I usually start with a photograph. I make a few drawings from the photos to familiarize myself with the subject and then I do many arrangements of scanned drawings in photoshop, either staying true to the drawing with the emphasis on modeling or outline.
I settled on two types of rendering in this print. A painterly aquatint for the banana plant that roughly followed a drawing and an outline for the figure with guitar that I traced from another drawing. I'm not really interested in photorealism here. In doing a few drawings, I'm more interested in the feeling and message carried by the way an image is made. I am able to distill the necessary details through drawing and I use photoshop to make quick arrangements.

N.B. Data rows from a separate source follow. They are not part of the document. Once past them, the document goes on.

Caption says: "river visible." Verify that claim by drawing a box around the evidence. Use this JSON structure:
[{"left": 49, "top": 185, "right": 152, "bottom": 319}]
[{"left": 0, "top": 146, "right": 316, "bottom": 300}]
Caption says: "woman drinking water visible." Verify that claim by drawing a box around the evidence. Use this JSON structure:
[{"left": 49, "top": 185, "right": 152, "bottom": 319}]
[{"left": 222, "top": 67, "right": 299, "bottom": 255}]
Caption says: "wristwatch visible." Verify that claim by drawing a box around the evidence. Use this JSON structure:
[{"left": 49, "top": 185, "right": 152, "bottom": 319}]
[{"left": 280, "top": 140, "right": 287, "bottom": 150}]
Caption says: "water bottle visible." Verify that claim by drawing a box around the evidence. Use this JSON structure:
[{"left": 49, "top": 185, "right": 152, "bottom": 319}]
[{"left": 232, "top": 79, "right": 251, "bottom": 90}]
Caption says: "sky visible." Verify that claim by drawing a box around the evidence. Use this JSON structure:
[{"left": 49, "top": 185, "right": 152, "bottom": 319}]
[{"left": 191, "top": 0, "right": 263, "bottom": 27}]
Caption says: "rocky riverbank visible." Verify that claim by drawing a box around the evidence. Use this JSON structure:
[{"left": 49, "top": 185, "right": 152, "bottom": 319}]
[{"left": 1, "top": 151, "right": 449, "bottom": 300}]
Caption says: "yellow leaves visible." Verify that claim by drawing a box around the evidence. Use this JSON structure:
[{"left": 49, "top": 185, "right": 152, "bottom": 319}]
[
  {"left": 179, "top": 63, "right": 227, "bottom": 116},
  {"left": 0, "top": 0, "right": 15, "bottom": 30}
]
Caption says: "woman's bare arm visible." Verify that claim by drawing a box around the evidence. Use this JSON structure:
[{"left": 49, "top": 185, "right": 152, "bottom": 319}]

This is a two-plate hard ground and aquatint etching. One plate for the figure and one for the banana plant. Banana is printed in bluegreen Akua ink with 5-1 trans base. Figure is printed using carbon black Akua ink with a 5 - 1 trans base as well. I used cold-rolled 20 gauge steel sanded down with a final 1500grit paper. You get a massive amount of plate tone even with 1500grit. This is something I don't want, considering there's a lot of negative space that I want clean, so I added 5 parts trans base to one part ink.
other tech:
etchant - 1 part copper sulfate to 1 part NaCl
hard ground - 1 part Graphic Chemical asphaltum to 1 part naptha
aquatint - hand dusted and crushed rosin through some leggings and melted on a hot plate.